A nomeação da nova presidente do Instituto do Patrimônio Histórico e Artístico Nacional (Iphan), Larissa Rodrigues Peixoto Dutra, tem sido alvo de questionamentos. Isso pelo fato de a titular da pasta, formada em turismo e hotelaria, não ter em seu currículo referências a uma atuação relacionada com preservação do patrimônio histórico e cultural do país.

Concursada em 2008 como assistente técnica e agente administrativo no Ministério do Turismo, Larissa Dutra tem atuação em gestão. O primeiro cargo dela foi no Departamento de Qualificação do Turismo, onde ficou até 2011. Em seguida, atuou como assistente técnica do Departamento de Promoção e Marketing. Em 2013, se tornou chefe da Divisão de Competitividade e Inovação, trabalhando com a gestão e planejamento do projeto de Cadastro dos Prestadores de Serviços Turísticos (Cadastur).

De 2015 a 2018, foi coordenadora de fiscalização dos prestadores de serviços turísticos, se tornando, em seguida, chefe de gabinete e secretária nacional substituta de Qualificação e Promoção do Turismo. Em fevereiro de 2019, passou a ser diretora do Departamento de Desenvolvimento Produtivo do ministério.

A ausência de experiência na área foco do Iphan gerou preocupação. O ex-ministro da Cultura e deputado federal Marcelo Calero (Cidadania-RJ) publicou, ontem, nas redes sociais um vídeo no qual diz que entrou com um projeto de decreto legislativo para barrar a nomeação e que vai também entrar com medidas judiciais para questionar as qualificações da nova presidente. “É inacreditável que o governo tenha sido eleito com esse discurso de que iria preencher os cargos de confiança com pessoal técnico e se preste a esse papel, mais uma vez, de colocar no Iphan uma pessoa sem qualquer qualificação para o cargo”, disse.

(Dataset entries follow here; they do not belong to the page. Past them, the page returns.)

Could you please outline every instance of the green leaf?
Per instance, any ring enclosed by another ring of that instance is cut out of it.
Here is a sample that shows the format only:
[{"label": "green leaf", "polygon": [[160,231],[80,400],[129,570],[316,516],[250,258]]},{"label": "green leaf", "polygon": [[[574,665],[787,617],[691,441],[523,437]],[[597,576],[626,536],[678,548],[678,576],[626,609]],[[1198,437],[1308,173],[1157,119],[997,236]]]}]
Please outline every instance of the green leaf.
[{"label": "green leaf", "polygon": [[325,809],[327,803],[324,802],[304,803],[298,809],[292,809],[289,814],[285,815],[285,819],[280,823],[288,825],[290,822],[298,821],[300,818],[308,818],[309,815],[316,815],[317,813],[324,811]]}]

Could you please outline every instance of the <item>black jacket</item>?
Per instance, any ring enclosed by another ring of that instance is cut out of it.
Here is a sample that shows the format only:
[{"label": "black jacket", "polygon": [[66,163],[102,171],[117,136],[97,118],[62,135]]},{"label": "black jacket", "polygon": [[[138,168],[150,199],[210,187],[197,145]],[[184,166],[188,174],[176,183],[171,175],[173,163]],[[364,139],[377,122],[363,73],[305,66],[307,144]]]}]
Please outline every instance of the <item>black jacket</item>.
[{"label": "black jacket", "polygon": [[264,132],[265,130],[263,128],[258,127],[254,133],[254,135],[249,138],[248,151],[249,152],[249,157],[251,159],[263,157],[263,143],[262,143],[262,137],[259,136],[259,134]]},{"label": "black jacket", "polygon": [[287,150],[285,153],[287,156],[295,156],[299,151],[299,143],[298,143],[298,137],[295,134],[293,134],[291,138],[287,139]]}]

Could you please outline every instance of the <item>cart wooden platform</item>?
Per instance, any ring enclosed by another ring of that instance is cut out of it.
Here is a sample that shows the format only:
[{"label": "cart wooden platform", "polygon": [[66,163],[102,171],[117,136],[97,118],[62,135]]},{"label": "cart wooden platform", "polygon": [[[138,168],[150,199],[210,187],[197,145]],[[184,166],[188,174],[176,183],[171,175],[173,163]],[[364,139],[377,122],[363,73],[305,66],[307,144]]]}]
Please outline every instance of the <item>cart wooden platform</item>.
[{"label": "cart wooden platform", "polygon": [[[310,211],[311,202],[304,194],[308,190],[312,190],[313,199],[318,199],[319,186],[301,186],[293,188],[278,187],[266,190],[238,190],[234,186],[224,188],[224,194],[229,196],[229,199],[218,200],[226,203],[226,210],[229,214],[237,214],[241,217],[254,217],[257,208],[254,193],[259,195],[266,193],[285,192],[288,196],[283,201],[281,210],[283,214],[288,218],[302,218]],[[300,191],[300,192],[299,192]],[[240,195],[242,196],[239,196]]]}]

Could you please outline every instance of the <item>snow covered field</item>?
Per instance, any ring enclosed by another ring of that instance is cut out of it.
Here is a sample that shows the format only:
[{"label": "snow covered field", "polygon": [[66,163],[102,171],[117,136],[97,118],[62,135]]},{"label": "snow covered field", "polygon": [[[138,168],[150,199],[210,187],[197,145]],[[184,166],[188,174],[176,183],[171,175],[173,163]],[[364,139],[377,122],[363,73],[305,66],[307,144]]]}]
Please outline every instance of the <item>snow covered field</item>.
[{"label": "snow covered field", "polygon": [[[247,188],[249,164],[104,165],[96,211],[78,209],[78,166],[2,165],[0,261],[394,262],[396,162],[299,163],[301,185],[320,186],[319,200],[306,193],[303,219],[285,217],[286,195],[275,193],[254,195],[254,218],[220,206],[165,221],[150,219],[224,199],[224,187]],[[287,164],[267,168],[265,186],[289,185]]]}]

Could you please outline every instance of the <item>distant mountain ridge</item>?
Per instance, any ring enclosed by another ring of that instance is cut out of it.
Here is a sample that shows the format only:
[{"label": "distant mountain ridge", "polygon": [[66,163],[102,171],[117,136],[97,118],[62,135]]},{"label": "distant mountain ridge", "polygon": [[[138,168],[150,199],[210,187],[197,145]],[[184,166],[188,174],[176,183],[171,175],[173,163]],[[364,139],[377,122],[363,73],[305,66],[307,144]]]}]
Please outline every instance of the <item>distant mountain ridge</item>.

Desde o ano passado, mudanças em superintendências do Iphan são alvo de questionamentos. As alterações em Goiás, Minas Gerais, DF e Paraná, no segundo semestre de 2019, foram denunciadas ao Ministério Público Federal (MPF). No último dia 30, a Procuradoria Federal dos Direitos do Cidadão solicitou ao Iphan documentação relativa à nomeação de cargos indicados nas superintendências de Goiás, Paraíba, Rio de Janeiro, DF, Paraná, Pará e Minas.

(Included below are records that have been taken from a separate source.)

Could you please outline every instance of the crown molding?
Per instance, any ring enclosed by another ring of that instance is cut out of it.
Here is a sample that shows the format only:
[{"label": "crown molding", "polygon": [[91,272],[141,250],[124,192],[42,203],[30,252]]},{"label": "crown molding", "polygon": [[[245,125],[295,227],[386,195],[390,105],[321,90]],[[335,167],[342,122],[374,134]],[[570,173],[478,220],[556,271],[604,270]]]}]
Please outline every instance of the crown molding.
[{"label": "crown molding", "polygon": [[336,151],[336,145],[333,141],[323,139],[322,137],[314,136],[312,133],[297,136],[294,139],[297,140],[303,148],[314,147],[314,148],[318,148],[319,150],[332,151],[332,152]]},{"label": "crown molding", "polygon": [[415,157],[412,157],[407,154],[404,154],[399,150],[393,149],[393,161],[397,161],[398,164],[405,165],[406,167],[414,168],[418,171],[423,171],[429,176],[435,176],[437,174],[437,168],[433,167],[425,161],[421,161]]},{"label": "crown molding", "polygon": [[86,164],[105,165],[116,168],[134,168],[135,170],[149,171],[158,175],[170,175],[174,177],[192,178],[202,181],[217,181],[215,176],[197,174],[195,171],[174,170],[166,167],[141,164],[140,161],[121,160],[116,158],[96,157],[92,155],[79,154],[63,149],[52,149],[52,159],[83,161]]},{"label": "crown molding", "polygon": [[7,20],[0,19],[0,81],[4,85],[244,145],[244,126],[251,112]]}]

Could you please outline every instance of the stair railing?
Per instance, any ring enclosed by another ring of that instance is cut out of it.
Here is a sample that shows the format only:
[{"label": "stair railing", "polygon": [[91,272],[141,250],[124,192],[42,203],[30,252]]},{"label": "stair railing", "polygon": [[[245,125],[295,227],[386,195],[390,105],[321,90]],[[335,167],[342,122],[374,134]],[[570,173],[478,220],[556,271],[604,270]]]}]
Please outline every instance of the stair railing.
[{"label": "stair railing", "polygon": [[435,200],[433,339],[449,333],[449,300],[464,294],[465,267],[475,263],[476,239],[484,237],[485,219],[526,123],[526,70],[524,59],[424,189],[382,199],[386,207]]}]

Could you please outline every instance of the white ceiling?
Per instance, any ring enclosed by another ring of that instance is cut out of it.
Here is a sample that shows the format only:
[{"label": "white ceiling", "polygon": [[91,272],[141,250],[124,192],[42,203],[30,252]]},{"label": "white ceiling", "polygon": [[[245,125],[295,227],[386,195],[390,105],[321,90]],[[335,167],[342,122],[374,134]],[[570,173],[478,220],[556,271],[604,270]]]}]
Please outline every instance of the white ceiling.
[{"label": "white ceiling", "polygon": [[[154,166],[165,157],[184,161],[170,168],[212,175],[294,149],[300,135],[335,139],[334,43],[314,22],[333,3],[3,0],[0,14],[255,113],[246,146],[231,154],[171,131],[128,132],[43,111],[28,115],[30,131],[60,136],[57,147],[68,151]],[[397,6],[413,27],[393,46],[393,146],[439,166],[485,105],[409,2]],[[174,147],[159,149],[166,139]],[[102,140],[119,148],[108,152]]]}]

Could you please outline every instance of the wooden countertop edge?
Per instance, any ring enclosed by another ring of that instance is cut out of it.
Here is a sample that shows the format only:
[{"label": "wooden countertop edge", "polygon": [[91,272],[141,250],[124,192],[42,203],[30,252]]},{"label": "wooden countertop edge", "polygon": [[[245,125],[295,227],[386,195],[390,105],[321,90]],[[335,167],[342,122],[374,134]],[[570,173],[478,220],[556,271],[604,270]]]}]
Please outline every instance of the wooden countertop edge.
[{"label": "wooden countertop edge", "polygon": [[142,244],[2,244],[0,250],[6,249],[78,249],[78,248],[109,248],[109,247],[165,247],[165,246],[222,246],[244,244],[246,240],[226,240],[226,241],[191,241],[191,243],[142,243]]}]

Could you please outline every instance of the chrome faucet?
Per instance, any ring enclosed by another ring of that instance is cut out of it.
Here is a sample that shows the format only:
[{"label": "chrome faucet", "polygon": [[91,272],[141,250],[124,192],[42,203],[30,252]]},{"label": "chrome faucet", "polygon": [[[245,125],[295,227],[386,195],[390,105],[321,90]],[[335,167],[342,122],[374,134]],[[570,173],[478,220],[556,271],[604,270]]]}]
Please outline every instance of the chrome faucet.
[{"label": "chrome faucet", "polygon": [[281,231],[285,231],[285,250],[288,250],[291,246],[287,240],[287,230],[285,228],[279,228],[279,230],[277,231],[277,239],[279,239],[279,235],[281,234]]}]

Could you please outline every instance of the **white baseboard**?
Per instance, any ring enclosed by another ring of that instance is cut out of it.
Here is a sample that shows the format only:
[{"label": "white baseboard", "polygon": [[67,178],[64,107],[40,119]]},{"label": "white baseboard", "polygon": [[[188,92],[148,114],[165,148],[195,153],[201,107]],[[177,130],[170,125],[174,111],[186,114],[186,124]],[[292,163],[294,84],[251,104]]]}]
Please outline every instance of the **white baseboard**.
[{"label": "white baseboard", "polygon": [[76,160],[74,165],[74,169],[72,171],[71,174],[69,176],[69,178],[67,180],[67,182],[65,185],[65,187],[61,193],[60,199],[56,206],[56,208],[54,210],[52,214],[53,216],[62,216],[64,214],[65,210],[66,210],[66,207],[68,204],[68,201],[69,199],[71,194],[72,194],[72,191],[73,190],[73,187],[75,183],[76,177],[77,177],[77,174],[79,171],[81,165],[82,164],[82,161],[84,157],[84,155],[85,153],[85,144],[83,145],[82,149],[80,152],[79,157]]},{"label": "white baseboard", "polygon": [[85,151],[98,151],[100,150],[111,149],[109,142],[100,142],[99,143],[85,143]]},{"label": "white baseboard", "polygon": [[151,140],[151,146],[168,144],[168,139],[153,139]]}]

Servidores efetivos do Iphan emitiram uma nota, ontem, ressaltando a necessidade de o ocupante do cargo ter experiência em gestão do patrimônio cultural brasileiro. Em nota, o Ministério do Turismo informou que a escolha pela nova presidente foi baseada em sua experiência, “fruto de carreira de 11 anos como servidora” da pasta. Conforme o órgão, no cargo que estava atualmente, ela trabalhou na implementação do Programa Revive Brasil, que, por meio de um acordo de cooperação com o governo de Portugal, tinha como objetivo “recuperar patrimônios históricos e culturais para aproveitamento turístico e geração de emprego e renda no Brasil”.